Beam allows you to create highly-available storage volumes that can be used across tasks. You might use volumes for things like storing model weights or large datasets.

from beam import Image, endpoint, Volume


# Model weights will be cached in this folder
CACHE_PATH = "./weights"


# This function runs once when the container first starts
def download_models():
    from transformers import AutoTokenizer, OPTForCausalLM

    model = OPTForCausalLM.from_pretrained("facebook/opt-125m", cache_dir=CACHE_PATH)
    tokenizer = AutoTokenizer.from_pretrained("facebook/opt-125m", cache_dir=CACHE_PATH)

    return model, tokenizer


@endpoint(
    on_start=download_models,
    volumes=[Volume(name="weights", mount_path=CACHE_PATH)],
    cpu=1,
    memory="16Gi",
    gpu="T4",
    image=Image(
        python_version="python3.9",
        python_packages=[
            "transformers",
            "torch",
        ],
    ),
)

Now, these models can be automatically downloaded to the volume by using the cache_dir argument in transformers:

model = OPTForCausalLM.from_pretrained("facebook/opt-125m", cache_dir=CACHE_PATH)
tokenizer = AutoTokenizer.from_pretrained("facebook/opt-125m", cache_dir=CACHE_PATH)

These volumes are mounted directly to the container running your app, so you can read and write them to disk like any normal file.

Configure Autoscaling (Optional)

You can control your autoscaling behavior with QueueDepthAutoscaler.
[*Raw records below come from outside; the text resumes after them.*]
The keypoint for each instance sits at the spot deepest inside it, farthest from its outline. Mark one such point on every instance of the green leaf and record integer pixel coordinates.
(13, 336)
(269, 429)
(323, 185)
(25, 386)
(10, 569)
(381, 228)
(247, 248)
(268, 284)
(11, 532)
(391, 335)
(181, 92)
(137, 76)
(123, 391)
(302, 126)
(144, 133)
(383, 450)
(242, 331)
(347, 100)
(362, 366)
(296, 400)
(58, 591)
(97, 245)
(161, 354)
QueueDepthAutoscaler takes two parameters:

  • max_containers
  • tasks_per_container
from beam import endpoint, QueueDepthAutoscaler


@endpoint(autoscaler=QueueDepthAutoscaler(max_containers=5, tasks_per_container=1))
def function():
    pass

Deployment

With these performance optimizations in place, it’s time to deploy your API to create a persistent endpoint. In your shell, run this command to deploy your app:

beam deploy app.py:predict --name inference-app

Monitoring Logs and Task Status

In the dashboard, you can view the status of the task and the logs from the container:

Summary

You’ve successfully created a highly performant serverless API for your ML model!